This paper, Neuronal calculation. Theory and economic applications, is designed to support all those who want to know more or less analytical matters on micro and macro economic science, from the perspective of neural calculation.
The first chapter is a separate one, Preliminaries and fundamental concepts in neuronal calculation, where an incursion into basic issues of neural computation is made, defining and characterizing artificial intelligence, drawing a parallel between biological and artificial neuron, showing types of neural network, classification of neural networks and last but not least making an overview of areas of application of neural networks.
Chapters 2-6 present prior to signal propagation neural networks (feed-forward), neural networks based on radial activation functions (RNA-RBF), self-organized neural networks (with unsupervised learning and clustering algorithms), recurrent networks (feedback) and also associative memories. Throughout the entire paper the theoretical elements with the applied ones coexist.
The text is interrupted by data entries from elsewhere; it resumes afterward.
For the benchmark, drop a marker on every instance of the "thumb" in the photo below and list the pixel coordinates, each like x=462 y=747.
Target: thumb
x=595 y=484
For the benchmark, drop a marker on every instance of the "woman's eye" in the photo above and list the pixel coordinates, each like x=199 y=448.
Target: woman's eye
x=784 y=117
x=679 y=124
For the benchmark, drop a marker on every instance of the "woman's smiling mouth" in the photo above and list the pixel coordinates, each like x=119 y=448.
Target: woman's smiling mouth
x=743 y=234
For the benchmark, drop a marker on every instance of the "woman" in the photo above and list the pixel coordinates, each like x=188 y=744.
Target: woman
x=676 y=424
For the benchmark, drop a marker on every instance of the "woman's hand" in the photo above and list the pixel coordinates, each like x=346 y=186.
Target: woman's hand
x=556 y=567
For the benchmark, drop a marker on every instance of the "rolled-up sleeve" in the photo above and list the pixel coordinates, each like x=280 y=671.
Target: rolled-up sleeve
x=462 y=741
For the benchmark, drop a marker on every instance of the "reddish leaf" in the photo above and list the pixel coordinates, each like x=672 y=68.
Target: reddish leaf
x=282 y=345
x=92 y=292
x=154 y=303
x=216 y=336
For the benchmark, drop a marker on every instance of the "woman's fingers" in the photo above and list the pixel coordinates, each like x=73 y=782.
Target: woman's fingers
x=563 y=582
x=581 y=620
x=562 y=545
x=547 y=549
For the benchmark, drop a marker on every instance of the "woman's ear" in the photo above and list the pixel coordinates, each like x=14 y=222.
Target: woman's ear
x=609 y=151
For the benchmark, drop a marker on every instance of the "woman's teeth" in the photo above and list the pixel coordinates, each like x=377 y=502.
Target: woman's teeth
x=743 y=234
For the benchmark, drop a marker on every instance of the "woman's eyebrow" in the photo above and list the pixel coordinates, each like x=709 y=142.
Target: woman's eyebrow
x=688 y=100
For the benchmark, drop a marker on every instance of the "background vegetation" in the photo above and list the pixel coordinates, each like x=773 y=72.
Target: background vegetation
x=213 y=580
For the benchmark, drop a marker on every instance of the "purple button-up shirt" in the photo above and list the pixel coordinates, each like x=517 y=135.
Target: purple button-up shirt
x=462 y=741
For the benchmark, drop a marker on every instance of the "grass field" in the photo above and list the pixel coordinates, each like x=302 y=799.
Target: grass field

In Chapter 7, dedicated to the proposed applications, one can find a total of 68 applications which closely follow the issues presented in the first 6 chapters.
The paper is completed, also, by graphics, economic interpretations, all of them helping to understand and to clarify the presented theoretical concepts.
Consequently, the paper Neuronal calculation. Theory and economic applications is recommended both to students which follow Economic modeling and neural calculation and also to those that follow courses containing neural calculation component and researchers and those interested in various aspects related to this field.
For those interested in learning about other sides of neural calculation, the presented bibliography is a good point to start.